RJ’s wild ride has taken a new meta-cultural twist as of late in his exploits, along with his unexpected tag partner and new best friend, David Arquette. The postmodern echoes come through loud and clear: The actor who once starred in a horror franchise that poked fun at the stale conventions of the genre has now been paired with a wrestler who does the same in his fights.

The two became acquainted through mutual buddies as Arquette sought to reprise his glory days from the 2000 film Ready to Rumble, during which he became embroiled in several actual wrestling angles. They quickly bonded over Hollywood gossip, and the elder Arquette was taken under RJ’s wing as a kind of strange kohai. The friendship blossomed—as wrestling friendships often do—into a worked feud that garnered interest from mainstream celebrity gossip websites like TMZ.
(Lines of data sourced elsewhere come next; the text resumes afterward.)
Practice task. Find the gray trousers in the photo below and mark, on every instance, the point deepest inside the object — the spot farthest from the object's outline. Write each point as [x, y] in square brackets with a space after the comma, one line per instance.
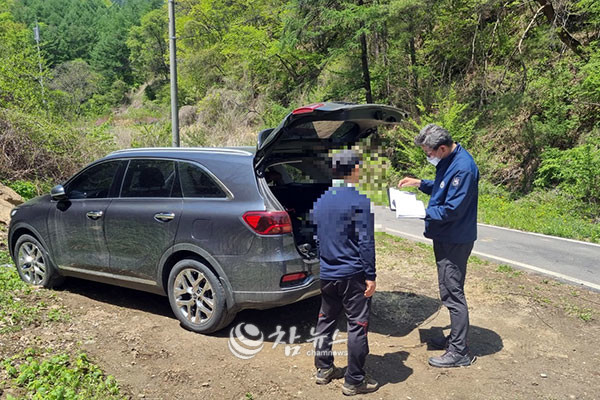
[451, 260]
[347, 295]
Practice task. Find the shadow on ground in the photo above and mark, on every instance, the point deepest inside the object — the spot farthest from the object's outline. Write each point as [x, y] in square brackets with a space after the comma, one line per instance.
[119, 296]
[481, 341]
[389, 368]
[392, 313]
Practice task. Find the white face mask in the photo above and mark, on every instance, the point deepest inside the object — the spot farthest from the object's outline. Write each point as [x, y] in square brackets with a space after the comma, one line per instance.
[433, 160]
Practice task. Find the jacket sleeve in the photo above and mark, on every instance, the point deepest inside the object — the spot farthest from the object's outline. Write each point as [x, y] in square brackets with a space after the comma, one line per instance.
[461, 190]
[365, 226]
[426, 186]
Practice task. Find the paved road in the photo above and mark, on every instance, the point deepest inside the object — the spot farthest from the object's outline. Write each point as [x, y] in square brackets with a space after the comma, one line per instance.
[565, 259]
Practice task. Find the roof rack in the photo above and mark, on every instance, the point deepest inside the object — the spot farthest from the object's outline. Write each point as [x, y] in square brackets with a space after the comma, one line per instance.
[223, 150]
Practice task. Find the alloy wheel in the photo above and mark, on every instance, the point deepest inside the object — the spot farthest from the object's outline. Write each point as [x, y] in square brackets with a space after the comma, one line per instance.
[194, 296]
[31, 263]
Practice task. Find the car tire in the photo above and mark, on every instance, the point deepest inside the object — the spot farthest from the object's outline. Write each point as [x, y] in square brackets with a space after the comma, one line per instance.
[33, 263]
[197, 297]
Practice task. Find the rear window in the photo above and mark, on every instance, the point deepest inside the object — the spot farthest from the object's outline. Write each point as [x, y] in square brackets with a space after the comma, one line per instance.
[314, 170]
[195, 182]
[337, 131]
[150, 178]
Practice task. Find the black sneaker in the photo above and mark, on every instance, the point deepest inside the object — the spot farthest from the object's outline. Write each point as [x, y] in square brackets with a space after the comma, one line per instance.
[439, 343]
[368, 385]
[450, 359]
[326, 375]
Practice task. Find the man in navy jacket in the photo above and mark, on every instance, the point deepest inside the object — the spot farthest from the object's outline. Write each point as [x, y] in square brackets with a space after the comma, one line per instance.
[345, 237]
[451, 222]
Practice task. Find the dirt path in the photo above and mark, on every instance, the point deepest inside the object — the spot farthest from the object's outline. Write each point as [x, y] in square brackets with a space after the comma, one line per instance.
[528, 332]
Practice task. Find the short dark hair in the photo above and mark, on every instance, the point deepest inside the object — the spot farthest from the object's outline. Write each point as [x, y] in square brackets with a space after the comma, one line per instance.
[343, 162]
[433, 136]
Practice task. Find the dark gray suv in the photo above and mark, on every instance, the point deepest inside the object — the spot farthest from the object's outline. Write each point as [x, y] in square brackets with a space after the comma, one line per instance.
[217, 230]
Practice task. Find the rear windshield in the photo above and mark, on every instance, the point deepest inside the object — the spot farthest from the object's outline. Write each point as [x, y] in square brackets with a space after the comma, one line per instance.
[334, 130]
[298, 172]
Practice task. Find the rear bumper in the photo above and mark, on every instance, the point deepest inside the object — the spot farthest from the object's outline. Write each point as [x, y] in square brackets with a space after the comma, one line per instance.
[269, 299]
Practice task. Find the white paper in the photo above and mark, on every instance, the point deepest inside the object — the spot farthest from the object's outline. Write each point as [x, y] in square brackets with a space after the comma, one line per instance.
[406, 204]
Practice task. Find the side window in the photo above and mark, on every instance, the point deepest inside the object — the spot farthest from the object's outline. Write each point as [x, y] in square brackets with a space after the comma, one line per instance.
[197, 183]
[94, 182]
[150, 178]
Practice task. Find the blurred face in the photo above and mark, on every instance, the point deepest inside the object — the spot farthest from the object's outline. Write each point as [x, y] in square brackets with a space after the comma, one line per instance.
[355, 175]
[440, 152]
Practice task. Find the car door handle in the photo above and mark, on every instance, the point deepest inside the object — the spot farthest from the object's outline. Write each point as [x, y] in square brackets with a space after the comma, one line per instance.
[164, 217]
[94, 214]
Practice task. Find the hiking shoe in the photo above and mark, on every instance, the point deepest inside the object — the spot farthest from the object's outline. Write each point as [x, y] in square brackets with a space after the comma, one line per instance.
[326, 375]
[439, 343]
[450, 359]
[368, 385]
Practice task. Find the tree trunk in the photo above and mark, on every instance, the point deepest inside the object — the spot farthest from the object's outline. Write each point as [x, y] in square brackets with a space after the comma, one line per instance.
[365, 63]
[561, 31]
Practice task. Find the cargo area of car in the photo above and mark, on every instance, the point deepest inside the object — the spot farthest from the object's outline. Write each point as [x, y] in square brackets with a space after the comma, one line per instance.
[297, 184]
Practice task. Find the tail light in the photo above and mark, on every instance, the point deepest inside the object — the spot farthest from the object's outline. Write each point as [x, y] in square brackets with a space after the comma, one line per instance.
[307, 109]
[293, 279]
[268, 222]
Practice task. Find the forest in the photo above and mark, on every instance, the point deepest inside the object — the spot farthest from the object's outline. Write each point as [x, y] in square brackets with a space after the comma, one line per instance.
[515, 82]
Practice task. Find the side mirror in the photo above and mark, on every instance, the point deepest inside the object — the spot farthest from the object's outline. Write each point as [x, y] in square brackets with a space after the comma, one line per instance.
[58, 193]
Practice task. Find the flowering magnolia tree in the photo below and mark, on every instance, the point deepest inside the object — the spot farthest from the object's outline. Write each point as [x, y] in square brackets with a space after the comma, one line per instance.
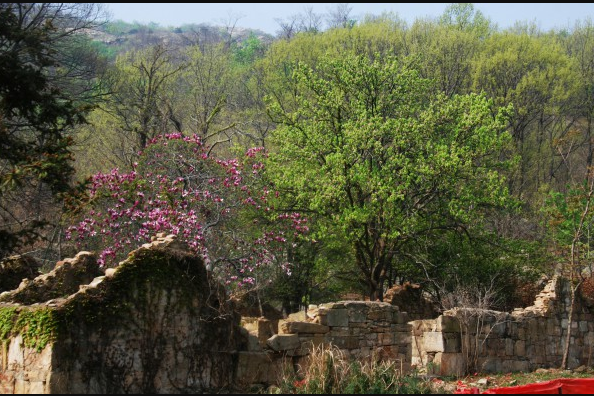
[222, 209]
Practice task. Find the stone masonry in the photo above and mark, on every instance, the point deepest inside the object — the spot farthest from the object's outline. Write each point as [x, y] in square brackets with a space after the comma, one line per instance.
[154, 324]
[157, 323]
[491, 341]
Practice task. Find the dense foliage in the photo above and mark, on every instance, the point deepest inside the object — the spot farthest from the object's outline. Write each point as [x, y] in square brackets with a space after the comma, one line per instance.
[440, 152]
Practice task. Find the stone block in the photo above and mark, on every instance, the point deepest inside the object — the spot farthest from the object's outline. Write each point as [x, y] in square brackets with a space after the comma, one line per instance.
[400, 317]
[433, 341]
[509, 347]
[253, 368]
[337, 317]
[303, 327]
[449, 363]
[452, 343]
[386, 339]
[266, 328]
[283, 342]
[447, 324]
[520, 348]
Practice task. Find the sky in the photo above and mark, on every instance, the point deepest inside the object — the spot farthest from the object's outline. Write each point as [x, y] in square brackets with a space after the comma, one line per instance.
[263, 16]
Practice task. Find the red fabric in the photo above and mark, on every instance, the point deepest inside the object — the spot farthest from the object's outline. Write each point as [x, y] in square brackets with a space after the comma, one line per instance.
[566, 386]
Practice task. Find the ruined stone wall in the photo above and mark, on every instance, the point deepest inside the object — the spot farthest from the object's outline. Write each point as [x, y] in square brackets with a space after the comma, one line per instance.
[154, 324]
[158, 324]
[490, 341]
[359, 329]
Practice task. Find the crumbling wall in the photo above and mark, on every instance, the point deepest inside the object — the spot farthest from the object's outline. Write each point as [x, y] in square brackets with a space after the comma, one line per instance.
[14, 269]
[154, 324]
[410, 299]
[360, 329]
[489, 341]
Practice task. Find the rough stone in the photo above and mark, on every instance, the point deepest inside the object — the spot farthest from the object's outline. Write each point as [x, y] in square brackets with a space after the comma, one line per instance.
[283, 342]
[303, 327]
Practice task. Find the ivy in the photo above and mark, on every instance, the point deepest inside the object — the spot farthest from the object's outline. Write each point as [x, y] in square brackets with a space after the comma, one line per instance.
[6, 322]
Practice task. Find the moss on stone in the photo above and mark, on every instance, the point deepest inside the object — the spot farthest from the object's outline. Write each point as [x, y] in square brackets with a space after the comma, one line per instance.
[38, 327]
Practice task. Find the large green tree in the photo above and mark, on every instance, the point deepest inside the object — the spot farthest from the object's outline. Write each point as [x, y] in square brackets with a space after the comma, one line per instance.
[42, 96]
[383, 163]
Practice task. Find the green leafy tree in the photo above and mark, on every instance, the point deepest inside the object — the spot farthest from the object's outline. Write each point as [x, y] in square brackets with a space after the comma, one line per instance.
[41, 99]
[382, 162]
[570, 220]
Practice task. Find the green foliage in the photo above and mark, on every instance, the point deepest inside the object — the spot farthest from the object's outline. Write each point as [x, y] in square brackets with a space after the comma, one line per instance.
[329, 372]
[368, 149]
[45, 91]
[7, 319]
[37, 326]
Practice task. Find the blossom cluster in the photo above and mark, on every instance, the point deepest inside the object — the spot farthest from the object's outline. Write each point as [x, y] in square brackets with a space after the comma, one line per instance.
[223, 212]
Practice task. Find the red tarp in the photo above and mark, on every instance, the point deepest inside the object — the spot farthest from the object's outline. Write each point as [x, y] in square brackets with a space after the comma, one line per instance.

Following a blowout match—Arquette fought with three ribs he’d cracked in training days before—the two have paired up as a lovable but reluctant duo.

After that match, “he knew that I could help him figure this whole thing out,” RJ said of Arquette. “So we thought, ‘What if we team, but I don’t want to team with you?’ Because I kind of don’t—it’s annoying, he doesn’t know how to wrestle! The gimmick is that it’s not a gimmick. He’ll say things like, ‘I want to do an Undertaker dive,’ and I have to be like, ‘Well, you’ve never done one before. You have a wife. You have children. So maybe you should not.’ All that stuff came out of our relationship and me showing him what wrestling is.”

As for the future? Well, who knows. How much RJ would be allowed to keep his self-aware act in bigger TV wrestling companies is a huge question, and the extent to which he’d have to water down his character for the sake of accessibility or family-friendliness remains to be seen. So while other wrestlers may have a list of dream opponents, titles they want to snatch and companies they want to star in, RJ is content just seeing where things go.

“If you took my goals from two years ago and compared them to my actual reality now? My actual reality turned out to be way more wonderful and weird than my goals,” he says. “That’s not to make any statement about who I would or wouldn’t want to be signed with. All I really know is that I’m really content at this point to not have a plan and see where the weirdness takes me.”